How To Apply CliftonStrengths Empathy At Work
StrengthsFinder Definition - Empathy
Often people will ask us, "What does it mean to have the Empathy Strength?" First, know that StrengthsFinder will help you figure out your potential. We call them natural talents or natural patterns. We know you're here because you want to turn them into superpowers in your career, so here's the gist: People exceptionally talented in the Empathy theme can sense other people’s feelings by imagining themselves in others’ lives or situations. Here's the full list of CliftonStrengths definitions so you can check out your other talents as well.
Gallup®, Clifton StrengthsFinder®, StrengthsFinder®, and each of the 34 Clifton StrengthsFinder theme names are trademarks of Gallup, Inc.
CliftonStrengths Empathy - Learn All About It
Your Strengths Will Strengthen Your Performance At Work
In the next section, you'll explore what fuels you up and what drains you.

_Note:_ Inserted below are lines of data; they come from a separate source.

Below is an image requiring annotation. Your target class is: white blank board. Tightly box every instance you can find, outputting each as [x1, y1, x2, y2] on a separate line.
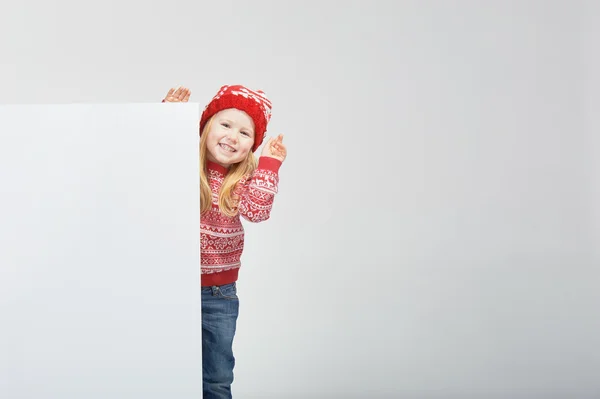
[0, 103, 202, 399]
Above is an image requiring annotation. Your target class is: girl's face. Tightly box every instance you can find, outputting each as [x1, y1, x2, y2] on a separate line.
[206, 108, 254, 168]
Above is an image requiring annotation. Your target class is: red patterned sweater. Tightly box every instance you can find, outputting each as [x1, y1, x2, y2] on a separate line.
[200, 157, 281, 287]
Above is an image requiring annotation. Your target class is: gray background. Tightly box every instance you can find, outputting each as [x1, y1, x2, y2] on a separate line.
[0, 104, 202, 399]
[0, 0, 600, 398]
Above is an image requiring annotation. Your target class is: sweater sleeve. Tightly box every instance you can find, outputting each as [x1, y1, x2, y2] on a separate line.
[237, 157, 281, 223]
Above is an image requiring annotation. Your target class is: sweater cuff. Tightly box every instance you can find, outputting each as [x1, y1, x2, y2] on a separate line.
[257, 156, 282, 173]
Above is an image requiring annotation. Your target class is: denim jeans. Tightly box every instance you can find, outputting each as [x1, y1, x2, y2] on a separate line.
[201, 283, 239, 399]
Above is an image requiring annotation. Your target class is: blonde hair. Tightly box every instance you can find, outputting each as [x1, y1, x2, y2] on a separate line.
[200, 118, 258, 217]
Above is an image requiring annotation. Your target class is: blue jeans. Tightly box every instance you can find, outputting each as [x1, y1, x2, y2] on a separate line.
[201, 283, 239, 399]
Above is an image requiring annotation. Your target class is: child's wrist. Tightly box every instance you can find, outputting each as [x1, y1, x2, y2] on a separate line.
[258, 155, 283, 173]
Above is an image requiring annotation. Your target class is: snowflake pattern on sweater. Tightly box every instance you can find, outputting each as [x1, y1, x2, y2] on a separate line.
[200, 157, 281, 286]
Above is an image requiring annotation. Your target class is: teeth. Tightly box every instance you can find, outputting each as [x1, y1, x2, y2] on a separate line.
[219, 144, 235, 152]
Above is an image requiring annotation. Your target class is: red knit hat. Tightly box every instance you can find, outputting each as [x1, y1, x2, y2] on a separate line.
[200, 85, 271, 152]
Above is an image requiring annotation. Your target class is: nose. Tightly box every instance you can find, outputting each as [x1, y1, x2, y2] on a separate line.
[227, 129, 238, 144]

Just like gas (or petrol) in your car, you need to keep your personal tank full to be at your best. Each StrengthsFinder talent theme is energized and drained by different things. When you see the stick figure who looks strong, you can consider how these things fuel you up at work. They're your energy makers. When you see the stick figure who looks weak, consider if these things are draining you at work. They're your energy takers.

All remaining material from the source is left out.